You could certainly be forgiven for mistaking the plot summary of The Iron Giant with that of E.T., but Brad Bird's animated delight stands on its own two feet and can certainly hold its own against any other film that mines this archetype of the lonely boy who befriends a foreign stranger.
Hogarth Hughes, the boy who discovers the giant alien robot, is quite unusual in the canon of young male protagonists in American animated films. He doesn't live in a distant, exotic past or locale. He doesn't have any spectacular powers or skills. But the qualities that do set him apart are his intelligence, imagination, inquisitiveness, and sympathy. In spite of his likability, he's clearly a lonely child, fatherless and misunderstood by his classmates, and the film's subplot of the development of his friendship with a beatniky artist/junkyard manager named Dean makes an interesting foil to the main plot of his friendship with the giant.
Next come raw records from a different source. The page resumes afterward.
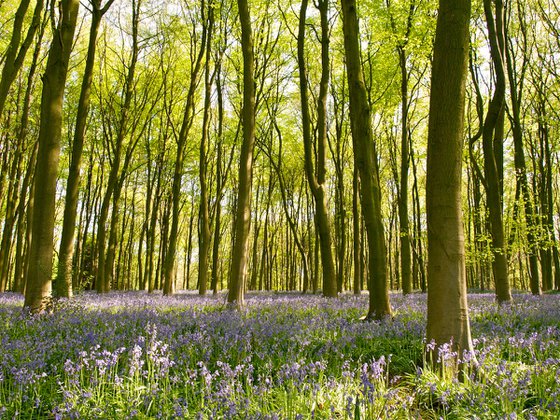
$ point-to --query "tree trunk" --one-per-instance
(39, 276)
(448, 317)
(365, 158)
(491, 136)
(516, 91)
(356, 222)
(317, 181)
(15, 55)
(242, 224)
(188, 116)
(63, 284)
(103, 278)
(204, 235)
That relationship between Hogarth and the giant is the film's focal point; there is a lot of comedic mileage in his efforts to keep its existence, whereabouts, and nature secret from the US government, represented mainly by Agent Mansley, a consummate bureaucrat who is as incompetent as he is infatuated with his own significance as an agent of the Federal government.
Mansley's idiocy certainly contributes to his villainy as he tracks down the giant, but the film also goes out of its way to put his actions in the context of the paranoia of the Cold War. It's the Fall of 1957, Sputnik is in the newspapers, cheerful duck-and-cover films play at Hogarth's school, and one of his comic books is entitled Red Menace. Progressive revelations about the giant's capabilities and purpose further muddy the moral waters of the actions taken against the giant. This level of texture in the characterization of the villains is one of the qualities of the film that elevates it above other children's animated movies, as well as live action films that explore similar territory (such as E.T.).
In a film like this, it would be remiss not to discuss the quality of the animation. Brad Bird uses a clean-line animation style that emphasizes quality of motion and expressiveness over texture and detail, especially in the characters. Backgrounds are also often rendered in this style, but sometimes, especially scenes depicting the Maine forests in their autumn beauty, a much more lush and detailed technique is used. This is entirely appropriate in light of the significance of the giant's encounters with beauty and nature.
As I have hinted, the giant is not simply harmless and misunderstood; he does indeed hold a good deal of menace just under the surface. One of the greatest joys in the film is to see how the power of stories and relationships influence the giant and how his insistence that "I am not a gun" plays itself out in the film's climax.
The Iron Giant might not bring much new to the table, but the dishes it does lay out are so thoughtfully and appealingly prepared that one cannot help but enthusiastically enjoy the feast.